Our health care systems in Canada have been collapsing every single year BEFORE covid:
> Before COVID, January 22, 2020: Brampton council declares health-care emergency amid hospital overcrowding, wait times
https://globalnews.ca/news/6447872/brampton-health-care-emer...
1 month prior to COVID:
> Some of Ontario's biggest hospitals are filled beyond capacity nearly every day, new data reveals
https://www.cbc.ca/news/canada/toronto/ontario-hospital-hall...
> Dozens of hospitals across Ontario filling beyond capacity most days, CBC investigation finds
https://www.cbc.ca/news/canada/toronto/doug-ford-ontario-hal...
> Hallway medicine 'new norm' at Guelph General Hospital, CEO says. Numbers show capacity problems in vast majority of first half of 2019
https://www.cbc.ca/news/canada/kitchener-waterloo/hallway-me...
> 2016: Ontario’s major hospitals operating over capacity, documents reveal
https://www.theglobeandmail.com/news/national/ontarios-major...
> 2019: Sask. Association of Nurses says patient died due to overcrowding in emergency room
https://www.cbc.ca/news/canada/saskatoon/saskatoon-patient-o...
> Canada ranks near the bottom of OECD countries when it comes to hospital beds per capita. For context, we had 90% of hospitals beds in use in Canada before the pandemic even started. Why are we not having a national conversation on the inadequacies of our healthcare capacity?
https://twitter.com/patrickbrownont/status/14783662450996469...
> Many of the posts are demanding Premier Doug Ford's government repeal Bill 124, 2019 legislation that capped annual salary increases for many public sector employees, including nurses, at an average of one per cent annually for three years.
https://www.cbc.ca/news/canada/toronto/ontario-health-care-w...

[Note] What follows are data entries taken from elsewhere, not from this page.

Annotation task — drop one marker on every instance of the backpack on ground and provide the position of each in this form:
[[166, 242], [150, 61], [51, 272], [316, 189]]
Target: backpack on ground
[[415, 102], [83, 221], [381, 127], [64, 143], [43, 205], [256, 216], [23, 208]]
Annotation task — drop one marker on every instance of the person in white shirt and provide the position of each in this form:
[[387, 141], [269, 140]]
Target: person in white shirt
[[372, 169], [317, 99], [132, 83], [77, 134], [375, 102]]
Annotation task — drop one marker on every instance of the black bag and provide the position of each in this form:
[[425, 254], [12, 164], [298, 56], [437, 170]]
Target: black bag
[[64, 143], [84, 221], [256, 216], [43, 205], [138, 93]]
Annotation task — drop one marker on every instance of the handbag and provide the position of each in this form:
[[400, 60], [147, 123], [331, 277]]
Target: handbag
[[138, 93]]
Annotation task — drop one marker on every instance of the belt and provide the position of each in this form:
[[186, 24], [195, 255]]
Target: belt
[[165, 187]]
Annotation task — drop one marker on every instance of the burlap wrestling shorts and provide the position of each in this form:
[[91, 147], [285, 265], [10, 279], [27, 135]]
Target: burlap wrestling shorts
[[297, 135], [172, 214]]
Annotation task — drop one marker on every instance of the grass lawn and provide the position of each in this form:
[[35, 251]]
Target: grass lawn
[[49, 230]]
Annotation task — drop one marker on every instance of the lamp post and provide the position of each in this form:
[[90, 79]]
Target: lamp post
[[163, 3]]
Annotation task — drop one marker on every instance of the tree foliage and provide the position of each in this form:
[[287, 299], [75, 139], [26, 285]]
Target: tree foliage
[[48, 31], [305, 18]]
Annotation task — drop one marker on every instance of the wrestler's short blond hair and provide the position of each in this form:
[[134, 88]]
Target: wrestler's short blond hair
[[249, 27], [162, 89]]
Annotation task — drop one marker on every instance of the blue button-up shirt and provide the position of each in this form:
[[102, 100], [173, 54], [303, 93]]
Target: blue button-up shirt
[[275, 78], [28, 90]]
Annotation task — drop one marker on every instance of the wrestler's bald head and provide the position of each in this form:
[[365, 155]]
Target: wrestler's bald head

ALC stands for Alternate Level of Care - patient is someone who is occupying an acute care hospital bed but not acutely ill or does not require the intensity of resources or services provided in a hospital setting. In Ontario, there are 5375 ALC open cases. 42.2% (2268) of which are waiting for LTC. Median wait time to get into an LTC from a hospital is 114 days. This is an insanely high number of people tying up hospital resources through no fault of theirs but because of incompetence of LTC. Instead of fixing this, they want to falsely blame the unvaccinated.
> In Ontario, as of Jan. 17, "42% of those awaiting transfer to long term care facilities were unable to find a placement. This amounts to about 2,200 people, and the median wait for an LTC placement for someone in the hospital is a staggering 114 days."
https://nationalpost.com/opinion/rupa-subramanya-ontario-uns...
As if this isn't enough, Ontario and Quebec fired unvaccinated health care workers (many of whom had natural immunity from infection) and are now allowing COVID+ nurses to work if they are vaccinated.
How can we claim to provide equitable healthcare when we are denying fundamental freedoms based on discriminatory practices?
There is no pride in a health care system, however “free” it might be, if its existence is fundamentally incompatible with the human spirit.
The hospitals have been overloaded and badly managed for a long time, way before the pandemic.
Most hospitals here have been operating above 100% capacity for many years. Waiting time to see a doctor have been reported to take in average 15 hours and up to 20 hours (pre-covid data in 2019) [1]. God forbid if you need to be hospitalized, as it can reach 24-48 hours sometimes.
Firing nurses over COVID measures before Christmas certainly didn't help, which is worth pointing out.
The politicians are trying to shift the blame of the bad healthcare systems happening under their watch to COVID.
[1]: https://plus.lapresse.ca/screens/2fe607e4-1054-4f10-9f56-703...
Agree we designed systems that could barely handle the flu, and we are paying the price. I'm not defending the politicians, certainly not Legault.
Where do we go from here? Fund back to average OECD levels, raise taxes, or honk and yell freedom while healthcare workers burnout?
And yes, a tiny number of nurses were suspended, but it's noticing compared to those who left the field from exhaustion from mandatory overtime and rigid scheduling.